Judgment of September 15,1994 affirmed.
. 34-B M.R.S.A. § 3864(6)(A) & (B) (1988 & Supp. 1995) provides:
Court findings. Procedures dealing with the District Court’s findings under this section are as follows.
A. The District Court shall so state in the record, if it finds upon completion of the hearing and consideration of the record:
(1)Clear and convincing evidence that the person is mentally ill and that the person’s recent actions and behavior demonstrate that the person’s illness poses a likelihood of serious harm;
(2) That inpatient hospitalization is the best available means for treatment of the patient; and
(3) That it is satisfied with the individual treatment plan offered by the hospital to' which the applicant seeks the patient’s invountary commitment.
B. If the District Court makes the findings described in paragraph A, subparagraphs 1 and 2, but is not satisfied with the individual treatment plan as offered, it may continue, the case for not longer than 10 days, pending reconsideration and resubmission of an individual treatment plan by the hospital.
. 18-A M.R.S.A. § 5-101(1) (1981) provides:
(1) "Incapacitated person” means any person who is impaired by reason of mental illness, mental deficiency, physical illness or disability, chronic use of drugs, chronic intoxication, or other cause except minority to the extent that he lacks sufficient understanding or capacity to make or communicate responsible decisions concerning his person!.]
. 18-A M.R.S.A. § 5-304(b) (Supp.1995) provides in pertinent part:
(b) The court may appoint a guardian as requested if it is satisfied that the person for whom a guardian is sought is incapacitated, that the appointment is necessary or desirable as a means of providing continuing care and supervision of the person of the incapacitated person....
.18-A M.R.S.A. § 5-601(a) (1981) provides:
(a) In any case in which a guardian or conservator may be appointed by the court under this Article, the court may appoint a public guardian or conservator as provided in this Part for persons who are mentally retarded and for incapacitated persons as defined in section 5-101, paragraph (1), who are in need of protective services.

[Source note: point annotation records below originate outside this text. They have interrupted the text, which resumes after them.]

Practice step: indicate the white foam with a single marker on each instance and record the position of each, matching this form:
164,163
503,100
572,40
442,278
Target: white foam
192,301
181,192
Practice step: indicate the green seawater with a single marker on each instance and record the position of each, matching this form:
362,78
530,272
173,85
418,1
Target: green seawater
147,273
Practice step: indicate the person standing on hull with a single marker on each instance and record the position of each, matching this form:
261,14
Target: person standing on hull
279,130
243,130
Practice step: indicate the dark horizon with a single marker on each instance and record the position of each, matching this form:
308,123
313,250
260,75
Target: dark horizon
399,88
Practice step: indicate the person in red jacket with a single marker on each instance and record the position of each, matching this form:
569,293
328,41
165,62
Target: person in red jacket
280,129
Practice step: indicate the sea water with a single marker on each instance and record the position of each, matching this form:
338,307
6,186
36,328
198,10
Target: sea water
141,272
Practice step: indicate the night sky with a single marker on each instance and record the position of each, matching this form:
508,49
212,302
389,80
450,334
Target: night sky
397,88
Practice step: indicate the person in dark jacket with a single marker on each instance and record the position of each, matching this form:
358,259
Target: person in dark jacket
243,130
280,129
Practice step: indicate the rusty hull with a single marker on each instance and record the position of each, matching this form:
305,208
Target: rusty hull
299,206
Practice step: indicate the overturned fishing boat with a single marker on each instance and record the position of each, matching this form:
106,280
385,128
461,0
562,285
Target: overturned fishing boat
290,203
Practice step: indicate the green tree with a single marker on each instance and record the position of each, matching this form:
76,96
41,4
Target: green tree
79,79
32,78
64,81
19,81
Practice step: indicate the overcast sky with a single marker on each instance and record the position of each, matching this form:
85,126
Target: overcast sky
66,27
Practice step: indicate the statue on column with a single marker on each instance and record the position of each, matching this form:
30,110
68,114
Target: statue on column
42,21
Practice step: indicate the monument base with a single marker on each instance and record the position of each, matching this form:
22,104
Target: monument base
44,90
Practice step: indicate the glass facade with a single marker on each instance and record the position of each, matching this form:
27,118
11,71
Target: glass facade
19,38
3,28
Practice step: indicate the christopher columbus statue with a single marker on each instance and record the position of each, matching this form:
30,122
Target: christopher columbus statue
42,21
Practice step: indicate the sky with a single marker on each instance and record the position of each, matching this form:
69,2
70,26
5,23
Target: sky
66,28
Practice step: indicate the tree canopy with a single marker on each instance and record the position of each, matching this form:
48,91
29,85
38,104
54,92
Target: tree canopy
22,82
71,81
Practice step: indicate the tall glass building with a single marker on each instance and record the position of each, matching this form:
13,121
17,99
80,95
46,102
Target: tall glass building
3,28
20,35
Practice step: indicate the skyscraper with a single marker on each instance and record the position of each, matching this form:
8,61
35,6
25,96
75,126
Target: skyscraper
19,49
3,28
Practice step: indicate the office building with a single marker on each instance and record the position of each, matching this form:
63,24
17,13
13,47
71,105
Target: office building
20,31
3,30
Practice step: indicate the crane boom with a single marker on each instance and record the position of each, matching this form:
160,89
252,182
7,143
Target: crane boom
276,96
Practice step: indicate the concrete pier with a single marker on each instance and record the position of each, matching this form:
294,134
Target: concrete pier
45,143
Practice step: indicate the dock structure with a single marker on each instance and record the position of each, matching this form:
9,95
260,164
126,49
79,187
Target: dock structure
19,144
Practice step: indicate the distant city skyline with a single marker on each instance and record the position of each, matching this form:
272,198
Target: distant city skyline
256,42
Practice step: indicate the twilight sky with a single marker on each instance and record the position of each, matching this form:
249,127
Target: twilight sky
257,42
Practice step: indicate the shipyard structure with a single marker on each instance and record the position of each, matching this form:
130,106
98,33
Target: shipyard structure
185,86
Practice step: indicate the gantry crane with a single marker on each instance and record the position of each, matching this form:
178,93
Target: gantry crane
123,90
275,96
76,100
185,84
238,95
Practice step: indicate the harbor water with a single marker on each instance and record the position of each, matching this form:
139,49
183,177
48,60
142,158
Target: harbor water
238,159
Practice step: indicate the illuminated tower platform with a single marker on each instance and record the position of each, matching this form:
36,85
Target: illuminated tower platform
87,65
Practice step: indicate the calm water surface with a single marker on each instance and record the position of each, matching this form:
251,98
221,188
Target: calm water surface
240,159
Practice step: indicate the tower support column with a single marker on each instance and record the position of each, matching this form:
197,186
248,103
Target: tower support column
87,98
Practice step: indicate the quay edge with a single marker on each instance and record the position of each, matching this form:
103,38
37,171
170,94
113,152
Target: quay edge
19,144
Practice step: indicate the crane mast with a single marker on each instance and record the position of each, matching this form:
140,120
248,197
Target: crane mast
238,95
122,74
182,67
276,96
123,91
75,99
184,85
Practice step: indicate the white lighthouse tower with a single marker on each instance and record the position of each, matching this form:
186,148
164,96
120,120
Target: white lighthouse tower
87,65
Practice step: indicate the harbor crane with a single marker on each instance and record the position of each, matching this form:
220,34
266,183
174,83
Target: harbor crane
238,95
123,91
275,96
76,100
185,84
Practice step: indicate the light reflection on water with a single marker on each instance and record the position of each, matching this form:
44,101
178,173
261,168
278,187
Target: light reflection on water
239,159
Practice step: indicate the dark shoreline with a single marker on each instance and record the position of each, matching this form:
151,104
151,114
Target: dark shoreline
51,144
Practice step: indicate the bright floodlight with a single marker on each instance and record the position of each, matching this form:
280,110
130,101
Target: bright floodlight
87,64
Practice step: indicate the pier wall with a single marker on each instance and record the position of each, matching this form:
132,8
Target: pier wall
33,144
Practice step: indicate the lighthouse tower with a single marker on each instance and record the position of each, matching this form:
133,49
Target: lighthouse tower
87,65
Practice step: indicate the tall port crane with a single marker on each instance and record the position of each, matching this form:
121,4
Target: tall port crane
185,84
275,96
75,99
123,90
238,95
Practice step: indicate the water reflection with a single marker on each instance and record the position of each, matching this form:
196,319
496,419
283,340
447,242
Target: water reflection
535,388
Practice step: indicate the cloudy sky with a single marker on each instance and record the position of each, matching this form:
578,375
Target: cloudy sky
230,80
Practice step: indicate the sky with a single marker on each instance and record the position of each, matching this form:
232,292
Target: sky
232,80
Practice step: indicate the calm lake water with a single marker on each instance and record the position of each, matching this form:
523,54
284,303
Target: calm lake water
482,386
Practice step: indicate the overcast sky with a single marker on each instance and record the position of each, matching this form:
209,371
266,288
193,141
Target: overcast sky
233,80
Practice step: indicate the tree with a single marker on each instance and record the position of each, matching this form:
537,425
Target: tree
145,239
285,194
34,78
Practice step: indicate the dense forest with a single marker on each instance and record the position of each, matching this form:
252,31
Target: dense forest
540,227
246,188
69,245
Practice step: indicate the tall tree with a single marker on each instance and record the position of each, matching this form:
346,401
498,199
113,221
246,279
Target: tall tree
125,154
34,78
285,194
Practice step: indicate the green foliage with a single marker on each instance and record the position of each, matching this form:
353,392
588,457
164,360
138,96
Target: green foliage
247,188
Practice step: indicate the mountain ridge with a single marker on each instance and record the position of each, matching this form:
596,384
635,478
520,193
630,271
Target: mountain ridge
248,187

. 34-B M.R.S.A. § 11001(2) (Supp.1995) allows a person with a psychotic disorder, in a written declaration made while competent and in a state of remission, to provide for medical treatment to be administered to them on a subsequent lapse into a psychotic condition. No such written declaration was made here. Section 11001(17) provides that in the absence of a written declaration, ordinary standards of current medical practice must be followed. That section also allows the treating physician to consider verbal statements of the patient.